Écrivain et scénariste allemand né en 1949 Patrick Süskind est connu pour son roman

« Le Parfum » paru en 1986, adapté au cinéma en 2006 et pour « La contrebasse », une pièce de théâtre à un personnage jouée, entre autres, par Jacques Villeret puis par Clovis Cornillac.

 

« Le parfum » raconte l’histoire d’un « nez » absolu. (De même que l’on dit de quelqu’un capable de reconnaître infailliblement sons et notes de musique qu’il a une « oreille absolue » ; de même on dit de celui qui est capable de reconnaître sans la moindre erreur  toutes les odeurs qu’il a un « nez absolu.) Rien ne destine Jean Baptiste Grenouille né en 1738 à Paris à être connu et reconnu comme un « nez » absolu. Il naît dans la fange et échappe de peu à un infanticide. Sans père ni mère il est bourlingué de nourrices en orphelinat et en foyers d’accueil (qui sont tout sauf accueillants) pour être vendu finalement à l’âge de neuf ans comme « enfant » à tout faire à un tanneur cupide et sans scrupule. Sa vie change quand chargé par son patron de livrer des peaux chez un parfumeur il dévoile à celui-ci l’exceptionnel don qu’il a pour reconnaître les arômes et surtout pour les assembler afin de réaliser les parfums. Il entre au service de ce parfumeur et métamorphose sa parfumerie.

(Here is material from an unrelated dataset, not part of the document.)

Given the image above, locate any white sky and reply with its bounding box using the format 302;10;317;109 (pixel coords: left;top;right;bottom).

 « […] Il possédait un gigantesque vocabulaire d’odeurs lui permettant de construire une quasi-infinité de phrases olfactives nouvelles […] »

Ce roman à l’écriture à la fois précise et généreuse décrit la vie rude et sans horizon des pauvres gens du XVIIIème siècle avec tout à coup le flamboiement d’une vie exceptionnelle construite par et pour les odeurs, les suaves autant que les puantes. Jean Baptiste Grenouille doté d’un « nez absolu » veut créer le « parfum absolu.» Sa quête fait de ce livre un véritable conte philosophique qui montre l’incommensurable écart qu’il y a entre l’idéal essentialisé et le monde réel. La trame est une aventure humaine traversée comme il se doit par les courants du bien et du mal.

 

Il faut lire ce livre pour cheminer parmi les senteurs, les arômes, les fragrances multiples et mêlées, pour vivre la vie aventureuse et dangereuse de Jean-Baptiste Grenouille et surtout pour suivre son cheminement intérieur passionné et passionnant dans l’univers des odeurs humaines et inhumaines vers le paradis de la perfection où chaque mot est une odeur et chaque phrase un parfum. « […] il s’était aspergé des pieds à la tête avec le contenu de cette petite bouteille et était apparu tout d’un coup inondé de beauté comme d’un feu radieux. […] Ils éprouvaient une attirance pour cet homme qui avait l’air d’un ange.» Jean-Baptiste Grenouille devenu adulte demeure un enfant têtu et innocent - à la fois ange et démon - à la poursuite obstinée et constante de son rêve. Sa volonté de créer la beauté absolue lui fait suivre des chemins eux aussi d’une absolue dangerosité. Il ne peut être que seul, séparé des autres, abandonné à lui-même comme il le fut dés sa naissance, à la fois en-deçà et au-delà de la morale, avec la question de l’amour qui reste en suspens.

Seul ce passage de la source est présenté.